Jose Luis Zorrilla de San Martin a peint ce superbe
profil de Charrua. Son père, Juan, est l'auteur
d'un récit poétique en mémoire
des Charruas, le fameux " Tabaré ".
Les Charruas étaient courageux et farouches
, ainsi que de bons cavaliers.
Les Jésuites, qui avaient catéchisé
les Guaranis et bien d'autres tribus d'indiens sud-américains,
ont échoué avec les Charruas.
En 1830, à Salsipuedes, situé à
30 kilomètres à l'Ouest de l'Estancia
" Las Cañadas ", se livra la dernière
bataille entre le gouvernement et les Charruas ;
ils furent pratiquement tous exterminés.
Parmi quelques survivants faits prisonniers, un
chef Charrua a été emmené à
Paris accompagné de 3 autres indiens afin
d'être montrés à Sa Majesté
et aux scientifiques. (ref : Un cacique Charrua
à Paris, de Annie Houot) .
Implantés dans une région revendiquée
tour à tour par les Couronnes d'Espagne et
du Portugal, les Charruas avaient peu de chance
de survie. Les nouveaux gouvernements, ambitieux
d'ordre et de progrès, refusèrent
d'intégrer les Charruas qui luttèrent
pourtant courageusement pour leur indépendance
: ils voulaient tout simplement les supprimer.
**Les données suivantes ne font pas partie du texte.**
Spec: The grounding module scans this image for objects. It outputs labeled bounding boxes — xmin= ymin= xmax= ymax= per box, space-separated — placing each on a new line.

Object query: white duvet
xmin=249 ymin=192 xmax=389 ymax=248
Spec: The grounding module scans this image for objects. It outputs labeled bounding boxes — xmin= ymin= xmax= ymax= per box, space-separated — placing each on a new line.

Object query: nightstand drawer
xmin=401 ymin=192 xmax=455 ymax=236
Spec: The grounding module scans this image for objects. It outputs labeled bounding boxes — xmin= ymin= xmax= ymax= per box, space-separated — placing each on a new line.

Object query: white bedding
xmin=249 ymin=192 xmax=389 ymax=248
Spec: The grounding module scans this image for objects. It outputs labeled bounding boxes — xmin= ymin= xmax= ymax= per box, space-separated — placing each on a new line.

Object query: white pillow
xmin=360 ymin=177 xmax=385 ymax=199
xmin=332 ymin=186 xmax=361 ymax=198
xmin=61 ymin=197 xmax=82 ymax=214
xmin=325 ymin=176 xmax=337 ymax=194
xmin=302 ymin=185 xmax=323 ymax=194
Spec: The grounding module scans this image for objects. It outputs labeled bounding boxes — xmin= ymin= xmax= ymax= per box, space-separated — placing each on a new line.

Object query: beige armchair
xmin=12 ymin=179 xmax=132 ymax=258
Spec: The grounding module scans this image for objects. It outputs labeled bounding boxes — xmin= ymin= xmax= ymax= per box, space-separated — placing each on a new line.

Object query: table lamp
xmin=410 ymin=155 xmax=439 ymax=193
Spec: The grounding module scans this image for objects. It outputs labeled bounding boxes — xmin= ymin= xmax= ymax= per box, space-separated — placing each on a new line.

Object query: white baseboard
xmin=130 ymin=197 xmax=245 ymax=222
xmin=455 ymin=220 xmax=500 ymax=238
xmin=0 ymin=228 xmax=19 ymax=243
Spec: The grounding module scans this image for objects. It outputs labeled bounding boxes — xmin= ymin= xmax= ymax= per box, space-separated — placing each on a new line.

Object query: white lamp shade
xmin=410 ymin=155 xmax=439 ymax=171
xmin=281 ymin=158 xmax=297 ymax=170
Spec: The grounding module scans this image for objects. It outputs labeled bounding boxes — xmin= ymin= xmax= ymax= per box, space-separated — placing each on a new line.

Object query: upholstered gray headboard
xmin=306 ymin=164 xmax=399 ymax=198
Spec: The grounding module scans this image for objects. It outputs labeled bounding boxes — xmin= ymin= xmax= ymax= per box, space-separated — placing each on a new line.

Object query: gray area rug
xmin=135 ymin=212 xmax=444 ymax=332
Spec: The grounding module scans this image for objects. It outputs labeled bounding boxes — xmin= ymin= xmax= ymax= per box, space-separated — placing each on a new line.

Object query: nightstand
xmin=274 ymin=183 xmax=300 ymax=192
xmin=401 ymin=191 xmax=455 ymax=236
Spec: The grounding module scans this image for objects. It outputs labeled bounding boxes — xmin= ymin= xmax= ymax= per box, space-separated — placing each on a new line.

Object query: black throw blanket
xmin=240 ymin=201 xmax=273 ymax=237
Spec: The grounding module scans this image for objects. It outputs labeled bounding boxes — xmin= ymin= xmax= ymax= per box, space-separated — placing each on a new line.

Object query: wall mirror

Aujourd'hui les Uruguayens utilisent pourtant volontiers
le nom de Charruas
notamment pour les clubs
de football !
On dit que les premiers espagnols qui mirent pied
à terre en Uruguay en 1516 furent faits prisonniers
et mangés par les Charruas. Néanmoins
quelques historiens assurent que les Charruas n'étaient
pas cannibales
d'autres encore écrivent
que la couronne d'Espagne a perdu plus de vies dans
la conquête de ce qu'est aujourd'hui l'Uruguay,
que dans toutes les autres conquêtes Mayas,
Aztèques ou Incas.
L'histoire étant souvent racontée
par les vainqueurs
je vous laisse juge de la
vérité sur cette légende.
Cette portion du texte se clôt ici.